Camping in the wilderness with a clear view of the starry sky is one of the most relaxing activities known to man. But a Backyard Campout can be a great way to get your kids used to sleeping outdoors or in a tent. An activity like this that's outside of their normal routine is sure to create lasting memories.
If they are old enough, you can teach them how to hang a bear bag or construct their own shelter using paracord.
If you live in a big city, you can still find a surprising amount of nature all around you. Take yourself—and your kids—out on a nature discovery walk. Learn the names for the trees in your area or check out a book from the library on local birds to watch for. If food is what motivates your family, find a place that lets visitors pick berries or other fresh fruits for a fee. I've found that when I don't step away from the modern hustle and bustle occasionally, I start to loose perspective.
We'll leave it up to you to decide what is best for the health of your family, but throwing a small Backyard BBQ with your neighbors or best friends is a great way to break the quarantine blues. Spread out the load of hosting by having them bring a dish or drink to share.
After a picnic, start up a game of catch. Whether or not you consider yourself athletic, a Frisbee (or "throwing disk" to avoid trademark infringement with Wham-O) is hands down one of the best objects for a game of catch. This is a favorite way of mine to stretch my legs on road trips—and it makes a great backyard activity too. One frisbee is all you need to keep 10 people entertained. Stand in a circle and chat casually throwing it back and forth, or start a game of ultimate frisbee or frisbee 500.

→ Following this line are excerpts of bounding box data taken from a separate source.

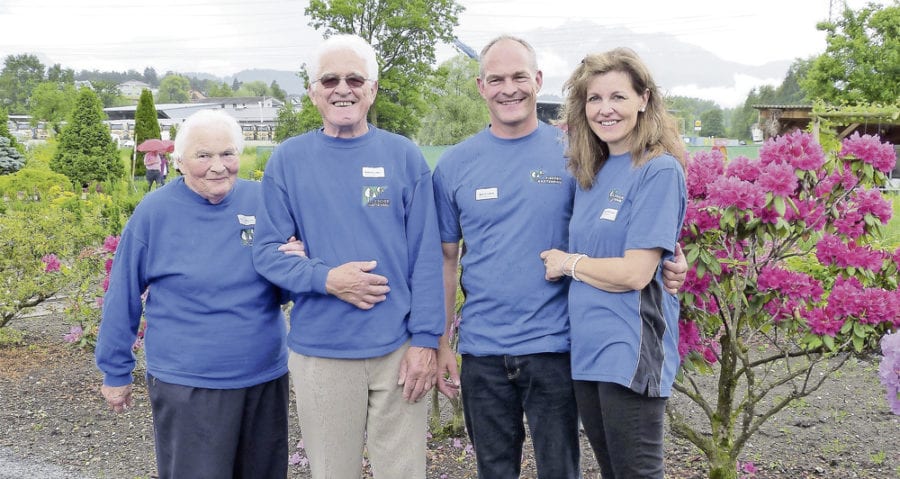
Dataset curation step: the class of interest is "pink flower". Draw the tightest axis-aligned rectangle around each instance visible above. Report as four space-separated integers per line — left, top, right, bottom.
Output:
103 236 119 253
756 163 797 196
840 132 897 174
687 150 725 198
726 156 760 181
759 131 825 171
678 319 700 360
41 253 59 273
708 176 766 210
63 326 84 343
801 308 844 337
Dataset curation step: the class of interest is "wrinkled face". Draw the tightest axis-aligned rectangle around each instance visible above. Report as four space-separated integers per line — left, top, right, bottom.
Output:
181 127 240 204
478 40 543 138
584 71 650 155
309 50 378 138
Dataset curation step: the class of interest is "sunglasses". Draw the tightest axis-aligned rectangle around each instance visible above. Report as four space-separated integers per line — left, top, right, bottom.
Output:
313 73 369 88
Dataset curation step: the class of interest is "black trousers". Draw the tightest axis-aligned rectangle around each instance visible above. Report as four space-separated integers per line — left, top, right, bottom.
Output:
575 381 666 479
147 374 289 479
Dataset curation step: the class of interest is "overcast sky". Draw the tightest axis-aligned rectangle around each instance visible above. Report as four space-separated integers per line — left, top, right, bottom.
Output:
0 0 891 106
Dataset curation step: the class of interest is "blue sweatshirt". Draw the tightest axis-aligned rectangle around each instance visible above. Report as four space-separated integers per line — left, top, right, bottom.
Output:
95 177 287 389
434 123 575 356
253 125 444 359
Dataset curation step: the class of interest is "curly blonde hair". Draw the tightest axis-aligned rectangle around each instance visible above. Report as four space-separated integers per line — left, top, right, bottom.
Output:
560 48 685 190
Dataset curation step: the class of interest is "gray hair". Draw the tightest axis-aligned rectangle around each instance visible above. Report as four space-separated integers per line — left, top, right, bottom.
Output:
174 110 244 160
478 34 538 79
308 34 378 81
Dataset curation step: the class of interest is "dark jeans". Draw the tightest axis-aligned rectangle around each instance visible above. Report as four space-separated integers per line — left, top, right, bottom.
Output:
460 353 581 479
147 374 289 479
575 381 666 479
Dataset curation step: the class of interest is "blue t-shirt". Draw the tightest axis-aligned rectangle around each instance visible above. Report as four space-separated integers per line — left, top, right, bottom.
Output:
254 125 444 359
95 177 287 389
434 123 575 356
569 154 687 397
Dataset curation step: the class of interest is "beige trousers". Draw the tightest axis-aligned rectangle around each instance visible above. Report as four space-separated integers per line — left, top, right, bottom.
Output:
288 343 427 479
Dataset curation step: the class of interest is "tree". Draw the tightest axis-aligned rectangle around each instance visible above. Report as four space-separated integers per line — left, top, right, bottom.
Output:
0 54 44 114
157 74 191 103
275 102 306 143
28 81 78 134
143 67 159 86
91 80 129 108
269 80 287 102
800 2 900 105
0 108 17 146
305 0 462 136
237 80 269 96
700 107 725 138
416 55 490 145
50 88 125 187
667 132 900 479
131 89 162 178
47 63 75 83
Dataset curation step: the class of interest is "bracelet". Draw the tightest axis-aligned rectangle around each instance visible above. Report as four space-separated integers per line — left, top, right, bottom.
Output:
569 254 587 282
559 254 578 276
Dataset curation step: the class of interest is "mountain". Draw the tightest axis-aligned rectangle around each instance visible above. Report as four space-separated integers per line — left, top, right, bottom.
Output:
181 68 306 95
185 20 792 108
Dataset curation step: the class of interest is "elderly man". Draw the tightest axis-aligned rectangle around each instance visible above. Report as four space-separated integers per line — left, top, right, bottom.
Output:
254 35 444 479
434 36 687 479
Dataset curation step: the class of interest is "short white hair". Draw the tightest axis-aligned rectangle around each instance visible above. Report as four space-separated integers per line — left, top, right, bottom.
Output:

Keeping with the frisbee theme, a little less of an entry-level sport is frisbee golf (disk golf). Most cities have parks with baskets set up for playing this specialized version of golf using throwing disks. Perhaps you've seen one of these weird baskets in a park and wondered what it was.
We hope you are inspired by this list to break out from your usual summer routine and try something new in your area. Some of my favorite memories from growing up are of family vacations—and some of them happened pretty close to home.